As an update to my first post on Falloons and the trip to the Orange River above Augrabies, I’d like to list some of the fish species that have been caught on these flies in the meantime. When I tied the Falloon it seemed very similar to the real thing, the original Sada grub, and I was hesitant to call it a ‘new’ pattern; but when I started fishing it I realised that it was in many ways better than the Sada grub that is traditionally fished on ultra-light conventional tackle. The reasons are as follows:
The Falloon can be used on a fly rod to cover more water – the small split shot we pinched to the line above the Sada grubs didn’t add enough weight to the rig to reach long casting distances, even with 2 lb line; however, the Falloon can be cast the distance of a full fly line (approx. 100 ft). The tungsten bead on the hook of the Falloon gives the fly a different action compared to split shot pinched to the line a few inches above the hook and this works particularly well to sink the fly to the substrate quickly where fish like carp, catfish, yellowfish, bass etc. feed. The front-weighted Falloon then also has a jigging action which is a trigger for many fish species to eat it – and it gives the curly tail a lovely kicking movement. The Falloon is also tied on a scud-type hook (or caddis wetfly hook) which makes it swim hook-tip facing upwards and snags less often than a trailing Sada grub. A hotspot bead, like the classic orange tungsten bead, can be added to the Falloon, which can aid as another trigger for fish that respond well to fluorescent orange, and so on.

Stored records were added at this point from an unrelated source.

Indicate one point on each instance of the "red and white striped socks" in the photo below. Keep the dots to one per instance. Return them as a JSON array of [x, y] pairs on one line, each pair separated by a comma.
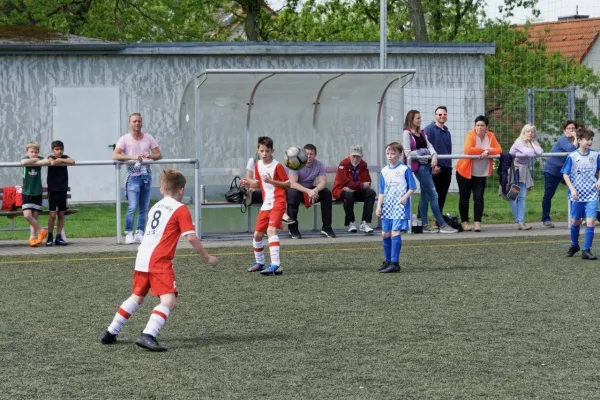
[[157, 320], [128, 307], [274, 250], [259, 253]]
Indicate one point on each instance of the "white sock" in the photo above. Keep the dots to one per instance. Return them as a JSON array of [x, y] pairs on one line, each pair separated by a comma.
[[259, 253], [274, 250], [157, 320], [128, 307]]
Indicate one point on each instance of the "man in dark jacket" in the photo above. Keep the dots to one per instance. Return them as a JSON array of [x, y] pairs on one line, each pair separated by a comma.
[[353, 183], [441, 139]]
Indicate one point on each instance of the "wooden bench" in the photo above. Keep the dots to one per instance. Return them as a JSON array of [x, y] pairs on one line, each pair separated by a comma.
[[19, 213], [331, 170]]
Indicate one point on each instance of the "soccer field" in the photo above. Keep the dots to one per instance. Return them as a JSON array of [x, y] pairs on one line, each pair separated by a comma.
[[478, 318]]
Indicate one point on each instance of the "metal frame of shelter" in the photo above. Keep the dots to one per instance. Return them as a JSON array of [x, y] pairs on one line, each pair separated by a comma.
[[254, 79], [259, 76]]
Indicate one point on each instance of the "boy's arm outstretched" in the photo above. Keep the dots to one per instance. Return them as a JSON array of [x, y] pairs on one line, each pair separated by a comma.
[[63, 161], [197, 245]]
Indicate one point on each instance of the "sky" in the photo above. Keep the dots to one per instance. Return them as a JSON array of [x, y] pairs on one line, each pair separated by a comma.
[[550, 9]]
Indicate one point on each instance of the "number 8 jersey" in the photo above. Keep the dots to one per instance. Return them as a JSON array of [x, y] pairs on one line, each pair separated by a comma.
[[168, 220]]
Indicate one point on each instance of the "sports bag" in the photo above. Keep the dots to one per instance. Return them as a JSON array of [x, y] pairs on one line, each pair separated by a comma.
[[236, 193]]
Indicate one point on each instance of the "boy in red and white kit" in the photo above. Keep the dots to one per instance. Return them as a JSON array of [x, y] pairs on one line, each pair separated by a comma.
[[168, 220], [273, 181]]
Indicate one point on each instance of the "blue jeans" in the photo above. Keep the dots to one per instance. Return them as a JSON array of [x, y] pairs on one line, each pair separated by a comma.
[[551, 183], [518, 205], [428, 195], [137, 190]]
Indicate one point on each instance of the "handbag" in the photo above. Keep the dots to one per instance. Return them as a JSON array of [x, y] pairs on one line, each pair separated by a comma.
[[514, 190]]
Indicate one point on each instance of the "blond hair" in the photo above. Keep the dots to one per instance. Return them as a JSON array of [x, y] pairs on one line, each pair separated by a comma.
[[172, 181], [527, 128], [33, 145]]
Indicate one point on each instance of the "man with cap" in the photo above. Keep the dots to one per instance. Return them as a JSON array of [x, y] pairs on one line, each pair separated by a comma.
[[353, 183]]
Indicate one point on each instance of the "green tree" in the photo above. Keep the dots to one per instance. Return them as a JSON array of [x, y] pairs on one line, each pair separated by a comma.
[[116, 20]]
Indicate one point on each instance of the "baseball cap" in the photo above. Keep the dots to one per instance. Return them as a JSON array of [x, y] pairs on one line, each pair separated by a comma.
[[356, 150]]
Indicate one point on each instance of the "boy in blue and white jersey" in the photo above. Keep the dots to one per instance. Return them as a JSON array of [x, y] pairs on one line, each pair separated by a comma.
[[396, 185], [580, 172]]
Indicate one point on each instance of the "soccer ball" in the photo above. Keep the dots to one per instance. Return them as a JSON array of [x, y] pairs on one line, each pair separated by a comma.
[[295, 158]]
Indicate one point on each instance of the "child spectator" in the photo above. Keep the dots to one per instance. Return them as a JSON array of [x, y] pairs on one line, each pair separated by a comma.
[[169, 219], [58, 186], [396, 185], [32, 192], [581, 175], [272, 179]]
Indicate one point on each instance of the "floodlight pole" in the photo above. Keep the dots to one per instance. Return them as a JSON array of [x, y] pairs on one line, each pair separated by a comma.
[[382, 34]]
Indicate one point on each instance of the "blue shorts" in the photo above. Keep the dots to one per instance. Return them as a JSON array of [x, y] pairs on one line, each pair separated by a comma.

Utilising these advantages, I’ve managed to catch carp, smallmouth yellowfish, mudfish and catfish in the last three months. What made the Falloon very special to me was that I deliberately caught carp a fair distance from the bank by fishing blind in murky water. This was the first time that I’ve ever managed to pull that off and it certainly breached some boundaries in my fly fishing career. Furthermore, I caught smallmouth yellowfish and mudfish by fishing Falloons in the slower, deeper parts of the Orange River. It was also a first time for me seeing mudfish actively chase and take a fly in mid-water.
Richard Stanford was so kind to share his successes with the Falloon and sent us photos of Awaka and Angara, characins that he caught on the fly below Murchison Falls in the Nile. Richard told me that they usually catch these fishes on baited hooks, but the fly grafted in his opinion.
Falloon catch reports will be updated as time passes and new species are caught on the fly.